Hello, and thanks for posting. That error was corrected in a later release of VarScan. Please update to the newest version on GitHub
Leonor, Thank you for the question, and I apologize profusely for my delay in getting back to you. Yes, VarScan calls the most-observed variant allele in each sample. You might get better results calling samples individually. The little-known 'readcounts' command of VarScan will take a single-sample mpileup as input and generate read counts for each observed allele (including reference).
Jon, Thanks. The problem is that you're using an old version of VarScan (v2.3.9). The current version is v2.4.3. This particular bug was fixed in v2.4.0. Get the newest release on GitHub.
You're correct that mis-typed parameters are not always caught by VarScan, though user-provided parameters settings displayed when you run most commands. I'm not sure I'd call this a bug, so much as a missing feature, but I'll look into it for the next release.
I'll look into this -- would you mind posting (or sending me) the mpileup line(s) for that position?

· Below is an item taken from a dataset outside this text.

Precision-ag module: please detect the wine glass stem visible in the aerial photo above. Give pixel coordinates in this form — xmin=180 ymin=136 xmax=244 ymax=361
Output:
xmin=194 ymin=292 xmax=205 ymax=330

Hello, thank you for posting. Would you mind sharing the mpileup line(s) from the malformed VCF variant?
Aidan, VarScan does not create semicolon-delimited output, with the possible exception being the INFO field when VCF output is specified. If you have true semicolon delimiters, something is very wrong! It would help enormously if you shared the first few lines of your input/output files as well as the commands being used.
Holly, You definiitely want to use bam-readcount for the fp-fiter purposes. VarScan's readcount feature operates differently and isn't designed for use with the filter (honestly I didn't think anyone used that command).